The 30th Arkansas Infantry (1861–1865) was a Confederate Army infantry regiment during the American Civil War. This regiment was also called the 5th Arkansas Cavalry, the 5th Trans-Mississippi Regiment or 39th Regiment after April, 1863. There were two regiments officially designated as the 30th Arkansas Infantry. The other 30th Arkansas served east of the Mississippi River and was redesignated as the 25th Arkansas Infantry. This regiment was converted to mounted infantry for Price's Missouri Expedition in 1864 and was known as Rogan's Arkansas Cavalry.

30th Infantry Regiment was formed on June 18, 1862, with Colonel Archibald J. McNeill as the original commander. The unit was raised as a mounted infantry or cavalry regiment and was originally designated as the 5th Arkansas Cavalry.

In early June 1862 Major McNeill was ordered by Major General Hindman to Crowley's Ridge to conscript roving and unattached companies. The state was facing an invasion in the aftermath of the defeat of General Earl Van Dorn at the Battle of Pea Ridge. Immediately following the battle, General Van Dorn and his Army of the West had been ordered to the east side of the Mississippi to support what would become the Battle of Shiloh. General Van Dorn had stripped the State of Arkansas of all organized units and supplies. General Hindman was placed in command of the new Department of the Trans-Mississippi and immediate began organizing a new army. General Hindman's guidance to Major McNeill and others attempting to organize new regiments in Northeast Arkansas in the face of an imminent invasion threat was to organize rapidly and put each company in the field as soon as completed and attack the enemy.
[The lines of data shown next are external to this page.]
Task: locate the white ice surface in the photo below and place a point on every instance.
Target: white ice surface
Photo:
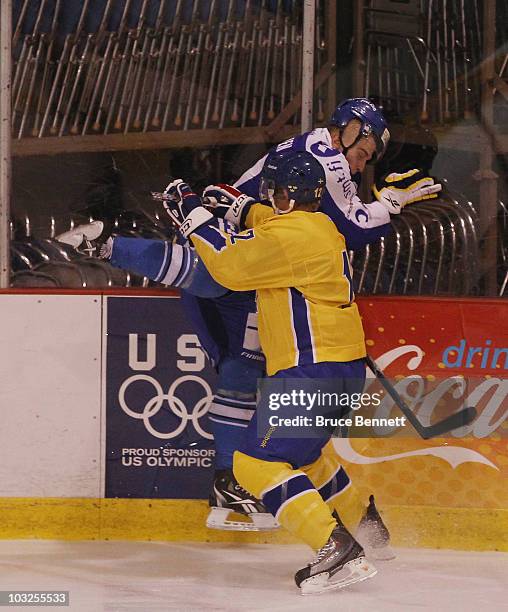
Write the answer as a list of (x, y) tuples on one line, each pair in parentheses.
[(148, 576)]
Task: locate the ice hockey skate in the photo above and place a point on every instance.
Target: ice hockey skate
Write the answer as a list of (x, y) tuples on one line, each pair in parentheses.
[(339, 563), (373, 534), (229, 497)]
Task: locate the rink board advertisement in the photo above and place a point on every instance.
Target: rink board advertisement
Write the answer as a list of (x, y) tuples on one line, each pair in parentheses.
[(439, 339), (158, 389), (152, 356)]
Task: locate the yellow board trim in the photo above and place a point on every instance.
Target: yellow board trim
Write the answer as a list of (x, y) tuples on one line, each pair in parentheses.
[(177, 520)]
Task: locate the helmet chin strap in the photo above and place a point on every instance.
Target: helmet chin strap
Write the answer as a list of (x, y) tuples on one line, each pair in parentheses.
[(278, 211)]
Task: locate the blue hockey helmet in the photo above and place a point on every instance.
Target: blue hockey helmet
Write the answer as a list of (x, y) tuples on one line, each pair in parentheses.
[(372, 122), (298, 172)]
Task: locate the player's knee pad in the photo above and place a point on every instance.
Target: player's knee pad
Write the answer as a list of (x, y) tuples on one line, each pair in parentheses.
[(238, 375)]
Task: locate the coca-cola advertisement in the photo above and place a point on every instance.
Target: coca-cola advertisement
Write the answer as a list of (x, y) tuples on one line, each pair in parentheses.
[(458, 347)]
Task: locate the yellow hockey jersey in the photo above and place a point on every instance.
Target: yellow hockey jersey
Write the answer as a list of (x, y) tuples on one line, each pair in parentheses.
[(299, 266)]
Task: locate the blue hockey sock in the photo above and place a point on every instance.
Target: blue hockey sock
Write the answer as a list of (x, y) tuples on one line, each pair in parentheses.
[(167, 263), (232, 408)]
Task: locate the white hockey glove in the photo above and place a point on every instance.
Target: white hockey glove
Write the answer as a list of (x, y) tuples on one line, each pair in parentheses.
[(398, 190), (93, 239), (184, 207), (227, 202)]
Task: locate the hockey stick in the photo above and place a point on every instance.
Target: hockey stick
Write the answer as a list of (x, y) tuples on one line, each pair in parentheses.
[(459, 419)]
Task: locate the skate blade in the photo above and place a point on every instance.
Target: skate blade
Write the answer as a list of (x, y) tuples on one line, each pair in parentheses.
[(217, 519), (374, 547), (354, 571), (380, 553)]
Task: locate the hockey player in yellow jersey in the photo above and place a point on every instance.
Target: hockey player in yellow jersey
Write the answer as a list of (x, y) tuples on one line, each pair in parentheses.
[(309, 328)]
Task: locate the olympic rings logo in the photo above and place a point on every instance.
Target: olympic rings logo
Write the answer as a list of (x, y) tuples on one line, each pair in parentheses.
[(175, 404)]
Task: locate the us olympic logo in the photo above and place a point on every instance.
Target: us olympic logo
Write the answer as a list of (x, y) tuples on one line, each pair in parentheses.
[(175, 404)]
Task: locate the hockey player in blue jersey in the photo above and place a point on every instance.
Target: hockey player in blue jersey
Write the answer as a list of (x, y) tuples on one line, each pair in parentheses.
[(225, 322), (309, 327)]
By June 13, 1862, Major McNeill reported from Madison to General Hindman:

"I found no organization at all here. I think I will have three companies in this county in ten days. I start for the upper part of my district to organize it, in the morning, which is in a better shape of organization. I have sent a scouting party toward Memphis to burn the boats on Blackfish River and ascertain the position of the enemy. I will not leave a stone unturned."

The companies which Major McNeill found and began to organize into a regiment were originally mounted. By June 18, 1862 Major McNeil reported the companies organized under authority given him to raise a regiment. On August 8, 1862, in Special Orders 60, Army of the South West, General Hindman appointed Major A. J. McNeill as commander of McNeill's Regiment of Arkansas Infantry with date of rank to June 18, 1862, the date that McNeill had first reported the formation of his regiment. Companies continued to be added to McNeill's command through the summer, but by July 10, 1862, General Hindman had ordered McNeill's command dismounted and its horses sent home.